17 In a book series with Backalong Books and the Centre for Arts-Informed Research, Knowles, Cole, L. Neilsen, and others have produced several volumes that deal with diverse aspects of the arts in inquiry: theses and dissertations, visual inquiry, theorizing, writing, and more.

18 By curriculum curriculum, I refer to one’s curriculum for studying curriculum.

19 American Educational Studies Association, a scholarly group that focuses on social, philosophical, historical, political, and cultural bases of education.

20 Such work was facilitated by the steadfast efforts of Ann Lopez-Schubert (1952–2006) between 2001 and 2006, who relentlessly tapped many book, journal, and Internet sources for worldwide alternative reports and perspectives to understand deleterious effects globalization that stemmed from corporate, nationalistic, and militaristic greed.

21 The original title of this section was something like “Indigenous, (De-, Post-, Neo-) Colonized, Ecological, Third World Feminist, Transcultural, and Globalization Literatures.” Even if the list were continued for a few more lines, it would not capture the vitality of inquiry experienced in the field today.

22 Though just one example, I wonder about the educational community’s realization of this perspective when I reflect on AERA’s recent rejection of a proposed SIG on Critical Interspecies Education. Was it rejected because it allegedly was deemed to overlap with the interests of other SIGs on ecology or environmental matters, or was it partially because the proposed topic was deemed silly by those ensconced in dominating epistemologies, presumably assuming that acceptance would diminish the conventional rigor that is believed to spawn credibility?

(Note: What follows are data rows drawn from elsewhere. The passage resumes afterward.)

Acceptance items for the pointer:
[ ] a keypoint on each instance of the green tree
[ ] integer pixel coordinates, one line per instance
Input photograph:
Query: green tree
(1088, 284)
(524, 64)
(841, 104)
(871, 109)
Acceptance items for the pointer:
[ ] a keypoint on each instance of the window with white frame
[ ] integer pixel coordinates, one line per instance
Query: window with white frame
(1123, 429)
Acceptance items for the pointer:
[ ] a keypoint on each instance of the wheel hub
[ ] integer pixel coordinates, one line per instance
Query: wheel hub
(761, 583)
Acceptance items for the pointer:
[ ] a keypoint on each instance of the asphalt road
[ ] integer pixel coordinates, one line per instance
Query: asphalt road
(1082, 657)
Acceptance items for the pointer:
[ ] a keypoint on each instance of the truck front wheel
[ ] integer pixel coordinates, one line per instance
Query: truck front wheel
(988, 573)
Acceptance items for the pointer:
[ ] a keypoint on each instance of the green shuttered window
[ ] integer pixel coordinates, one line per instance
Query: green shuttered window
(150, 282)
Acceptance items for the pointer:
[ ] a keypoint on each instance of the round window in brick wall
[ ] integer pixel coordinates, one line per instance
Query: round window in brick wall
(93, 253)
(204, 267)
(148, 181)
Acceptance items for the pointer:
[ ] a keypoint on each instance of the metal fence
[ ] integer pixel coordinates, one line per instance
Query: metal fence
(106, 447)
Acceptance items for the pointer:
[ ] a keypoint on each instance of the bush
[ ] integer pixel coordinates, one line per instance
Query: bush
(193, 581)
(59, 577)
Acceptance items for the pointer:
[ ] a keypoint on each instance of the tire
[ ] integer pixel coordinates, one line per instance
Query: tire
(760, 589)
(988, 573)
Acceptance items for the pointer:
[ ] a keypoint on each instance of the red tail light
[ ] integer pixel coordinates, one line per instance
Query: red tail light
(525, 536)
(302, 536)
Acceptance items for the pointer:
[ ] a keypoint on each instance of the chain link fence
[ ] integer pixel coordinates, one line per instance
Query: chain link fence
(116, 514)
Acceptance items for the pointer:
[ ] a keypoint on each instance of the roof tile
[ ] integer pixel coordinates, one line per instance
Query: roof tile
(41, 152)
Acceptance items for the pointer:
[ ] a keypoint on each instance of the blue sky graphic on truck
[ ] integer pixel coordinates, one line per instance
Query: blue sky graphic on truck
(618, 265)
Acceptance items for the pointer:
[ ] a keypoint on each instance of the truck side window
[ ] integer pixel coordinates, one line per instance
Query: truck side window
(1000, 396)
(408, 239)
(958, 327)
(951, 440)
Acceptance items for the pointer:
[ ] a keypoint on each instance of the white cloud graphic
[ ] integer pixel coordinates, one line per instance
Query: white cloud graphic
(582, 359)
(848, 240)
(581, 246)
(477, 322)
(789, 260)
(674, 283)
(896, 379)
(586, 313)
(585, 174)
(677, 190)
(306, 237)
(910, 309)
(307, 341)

23 Additionally, as Dennis Thiessen has reminded me, an explosion of handbooks and encyclopedias over the past 2 decades has occurred in numerous academic fields, education being prominent among them. Handbooks in such areas of education as social foundations, leadership or administration, policy studies, educational change, teaching and teachers, diverse research traditions, and the several subject areas often contain one or more chapters on curriculum, curriculum studies, curriculum inquiry, or curriculum theory. Even when they do not use such labels, they have considerable content and citation overlap with the general area of curriculum studies.

24 Indeed, this is the kind of faith that I suggest is necessary for educators generally and curriculum scholars in particular as they work on any project that has controversial dimensions. They should seek to learn from one another and engage in the kind of genuine dialogue that they often advocate for others.

25 In fact, I would like very much to work on such an article.

26 I feel privileged to have played a small part in this venture.

27 I recommend CitationSchultz (2008) as an example of showing how stories of teaching can be directly situated within curriculum literature to inform innovative educational practice and policy.